Я молчу, думая о том, что я хочу остаться одна. Мысль о том, что, если бы не моя принципиальность, аварии тоже не было бы, слишком болезненна и энергозатратна.
- Он чувствует, что в этот раз так легко не отъедет, - продолжает мама. – Сутками здесь сидел. Ждал, пока ты очнёшься. Палату его отец оплатил, уход и операции тоже. Но им это просто так не сойдёт с рук. Слишком далеко всё зашло... Чуть тебя на тот свет не отправил. Я уже написала заявление, свидетель есть. К тебе следователь просится, но ты без сознания была...
- Потом... Дай...
- Да, конечно. – Мама встаёт, водружает мне на нос очки и хлопотливо хозяйничает у стола. Мир сразу обретает ещё большую чёткость. Разглядываю огромный букет с розами, корзинку с фруктами, плюшевых медведей. – Хочешь воды? Может быть, сок апельсиновый? За три дня нанесли тебе целый супермаркет. – Недовольно бубнит. – Лучше бы дома сидели, мажоры...
- Водички...
Мама подносит мне стакан, поддерживает мой подбородок, собирая капли. И я пью, косясь на подарки.
- Это что? – показываю взглядом на стол, пока мама вытирает мне губы. Шевелить руками я могу с трудом, они обмотаны какими-то трубками.

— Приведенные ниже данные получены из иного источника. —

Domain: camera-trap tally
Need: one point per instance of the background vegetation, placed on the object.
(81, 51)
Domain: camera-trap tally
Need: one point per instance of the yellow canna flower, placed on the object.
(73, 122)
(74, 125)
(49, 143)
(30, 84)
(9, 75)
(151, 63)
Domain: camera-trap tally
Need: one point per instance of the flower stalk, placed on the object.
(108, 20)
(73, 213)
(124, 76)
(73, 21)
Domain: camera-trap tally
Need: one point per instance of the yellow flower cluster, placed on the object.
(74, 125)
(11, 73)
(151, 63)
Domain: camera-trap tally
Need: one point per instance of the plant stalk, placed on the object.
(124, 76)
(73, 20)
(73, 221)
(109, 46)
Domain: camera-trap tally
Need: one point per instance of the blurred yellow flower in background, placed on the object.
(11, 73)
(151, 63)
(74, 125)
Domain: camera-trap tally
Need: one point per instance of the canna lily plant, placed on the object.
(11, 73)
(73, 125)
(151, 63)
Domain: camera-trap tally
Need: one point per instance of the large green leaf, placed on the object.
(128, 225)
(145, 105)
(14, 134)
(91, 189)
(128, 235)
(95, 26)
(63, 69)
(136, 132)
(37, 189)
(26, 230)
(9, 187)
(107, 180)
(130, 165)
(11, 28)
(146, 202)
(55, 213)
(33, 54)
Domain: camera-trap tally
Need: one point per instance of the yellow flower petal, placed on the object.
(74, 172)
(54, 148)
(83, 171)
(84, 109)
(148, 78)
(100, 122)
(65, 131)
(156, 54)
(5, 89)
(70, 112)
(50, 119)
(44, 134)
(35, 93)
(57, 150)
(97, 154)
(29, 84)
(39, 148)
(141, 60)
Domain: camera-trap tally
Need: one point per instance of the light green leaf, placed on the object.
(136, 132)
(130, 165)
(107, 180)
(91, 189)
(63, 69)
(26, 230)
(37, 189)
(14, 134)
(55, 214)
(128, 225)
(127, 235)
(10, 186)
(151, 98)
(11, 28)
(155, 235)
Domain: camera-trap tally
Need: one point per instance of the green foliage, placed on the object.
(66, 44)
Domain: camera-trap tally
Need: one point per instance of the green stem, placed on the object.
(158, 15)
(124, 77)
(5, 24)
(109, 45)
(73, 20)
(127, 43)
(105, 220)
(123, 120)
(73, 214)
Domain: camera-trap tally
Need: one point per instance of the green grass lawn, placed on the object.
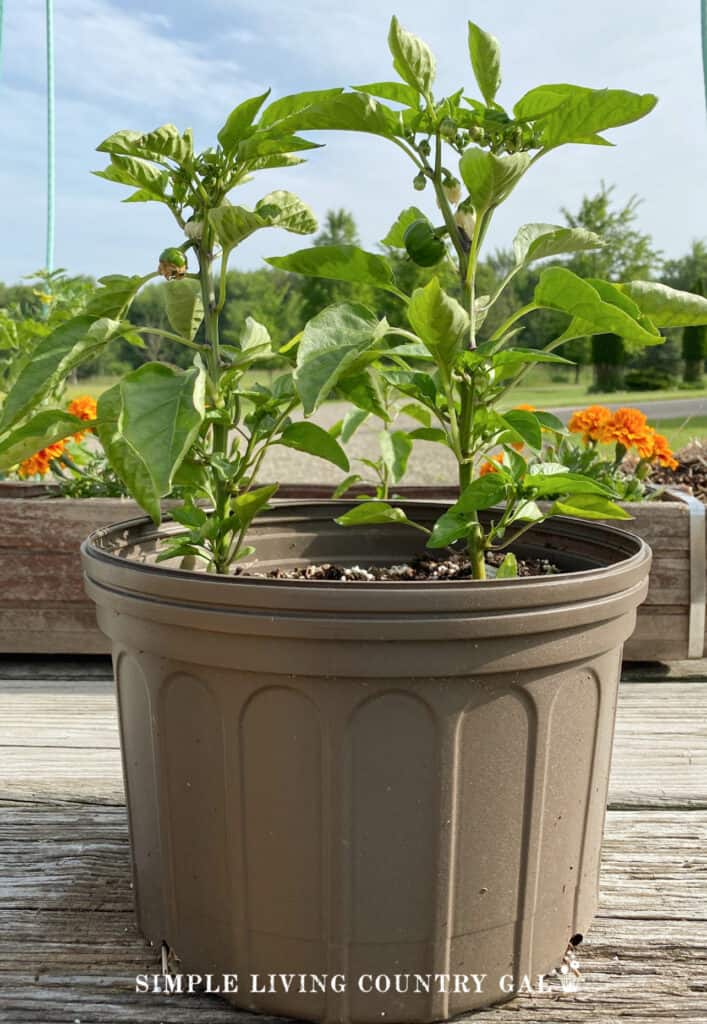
(90, 385)
(683, 429)
(538, 389)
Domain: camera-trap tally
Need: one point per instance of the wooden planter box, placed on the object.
(43, 608)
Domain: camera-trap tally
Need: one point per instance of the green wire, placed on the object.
(704, 44)
(50, 135)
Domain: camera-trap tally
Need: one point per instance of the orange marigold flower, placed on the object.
(589, 422)
(489, 467)
(660, 451)
(84, 408)
(629, 428)
(39, 463)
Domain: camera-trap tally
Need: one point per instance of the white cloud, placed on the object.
(119, 67)
(107, 53)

- Это Рейгисы, и тот парень, что рядом сидел. Чтобы ты не сердилась. – Злобно цедит мама. - Думают, что медведями нас купить можно. Я выкину, если они тебя волнуют. Или в детское отделение отнесу, в роддом.
Равнодушно прикрываю глаза. Меня сейчас вообще не волнуют розы и медведи. Я хочу, чтобы у меня ничего не болело и тишины. Ненависти сейчас нет места в моём настрадавшемся организме.
В дверь просовывается лохматая голова медсестрички.
- Очнулась! Почему не зовёте никого? – Повернувшись кричит куда-то за спину. – Елизавету Дмитриевну позовите срочно! Ромашина пришла в себя.